In the only case of its kind in the history of the state, a woman was jailed in 2009 for seven years after she was convicted of 10 counts of incest, sexual abuse and neglect of her children.

"This discrepancy (in sentencing between men and women) came to the fore during the sentencing of a woman in January 2009 who was convicted of incest and sentenced to the maximum seven years by Roscommon Circuit Court," Deputy Naughten said on his website.

"At the time the judge in that case pointed to the need for legislative intervention to remedy this discrepancy and there was a public call from legal experts to have equal sentencing for men and women convicted of incest...The purpose of this Bill is to do exactly that and to have the option of life imprisonment open to judges upon conviction of either a male or female."

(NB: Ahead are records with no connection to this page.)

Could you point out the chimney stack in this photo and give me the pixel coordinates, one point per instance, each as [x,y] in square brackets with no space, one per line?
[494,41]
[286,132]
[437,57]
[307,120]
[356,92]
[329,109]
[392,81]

Justice Minister Alan Shatter said that, while he is not opposing Deputy Naughten's bill at this stage, he will not allow it to pass into law as the incest laws as a whole need to be strengthened, and the sentencing discrepancy will be addressed as part of his own planned reforms by the end of the year.

"Prohibited relationships for the purposes of incest offences are based on a close degree of blood relationship and incestuous acts (under the Punishment of Incest Act of 1908) are limited to sexual intercourse," he said.

"So any other sexual interference of any nature by a parent or a very close relation of the child's does not (currently) fall under the offence of incest."

Minister Shatter said the new laws on sexual offences will tackle abuse by adoptive and foster parents and the by partner of a parent.